Targeted locations will be Los Angeles, Oakland, San Diego, San Francisco and San Jose.
Adrian P. Anderson will assume the role of director, public funds, for Wyatt Investment Consulting this week.
Mr. Anderson will be based in Wyatt's Atlanta office and is taking over the job from Myra Lapeyrolerie, who is on disability leave.
Mr. Anderson most recently was an institutional portfolio manager at Greaves Capital Management, Atlanta, where his duties will be assumed by the rest of the company's investment team.
The $50 million savings and profit-sharing plan of Western Digital Corp. is restructuring.
The fund hired T. Rowe Price as record keeper and investment manager, subject to contracts. Formerly its record keeping was done in-house.
The fund, which expects to add to its options, currently has four: Fidelity Magellan; Fidelity Puritan; an internally managed stable value fund; and company stock.
Western Digital has not determined which funds will be added, or whether to keep its two existing Fidelity funds. It also might use T. Rowe Price or another firm to manage the stable value fund.
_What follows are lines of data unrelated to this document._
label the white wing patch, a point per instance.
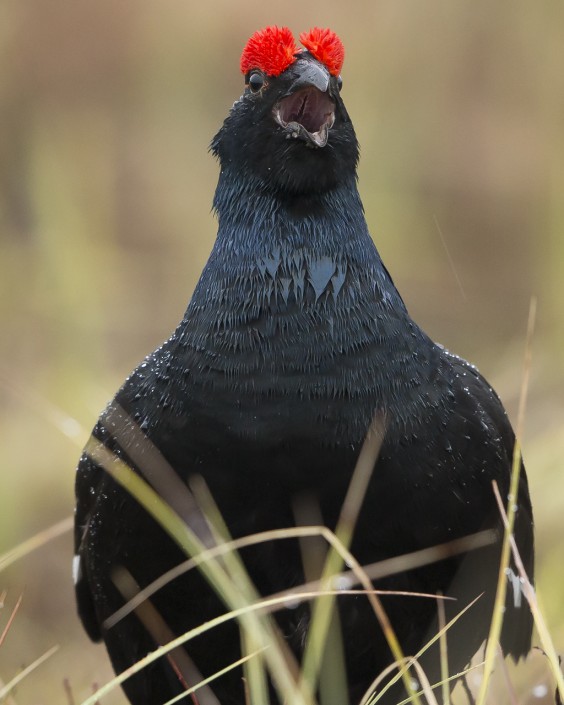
(76, 569)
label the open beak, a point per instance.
(307, 111)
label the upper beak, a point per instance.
(307, 111)
(308, 74)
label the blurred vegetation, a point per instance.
(107, 110)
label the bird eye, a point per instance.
(256, 81)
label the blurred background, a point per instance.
(106, 113)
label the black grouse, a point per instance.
(294, 341)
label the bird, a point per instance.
(294, 347)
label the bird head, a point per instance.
(290, 127)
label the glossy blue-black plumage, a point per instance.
(294, 338)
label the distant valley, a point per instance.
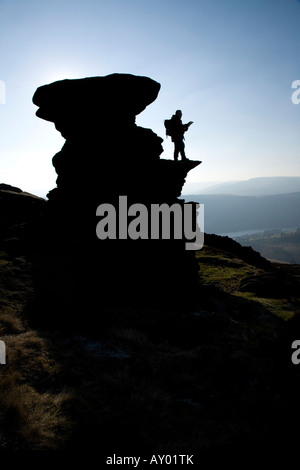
(260, 220)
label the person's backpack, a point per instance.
(169, 126)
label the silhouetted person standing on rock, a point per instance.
(176, 130)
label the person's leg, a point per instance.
(176, 150)
(181, 150)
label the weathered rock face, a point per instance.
(106, 155)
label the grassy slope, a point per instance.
(213, 379)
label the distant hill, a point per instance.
(224, 213)
(257, 186)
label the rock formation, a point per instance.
(106, 155)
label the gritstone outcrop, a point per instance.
(106, 155)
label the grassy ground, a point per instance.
(217, 378)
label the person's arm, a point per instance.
(186, 126)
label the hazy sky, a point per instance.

Alliance Pension Consultants, a third-party administrator for defined contribution plans, acquired the record keeping business of Kidder Peabody Inc. Pension Fund Services Group. Terms of the transaction were not disclosed.
PaineWebber, which last year acquired most of Kidder Peabody & Co., will manage the approximately $200 million in defined contribution plan client assets gained in the acquisition.
The $120 million Southfield (Mich.) Fire & Police Retirement System hired two managers, said George Vitta, consultant with Asset Strategies Portfolio Services, which assisted the plan.
Target Investors will be assigned $26 million for midcap growth stocks; and Oppenheimer Capital will be assigned $19 million for small-cap value stocks. Further details weren't immediately available.
Roman J. Gronkowski, Southfield secretary and treasurer, said the moves are part of a major restructuring.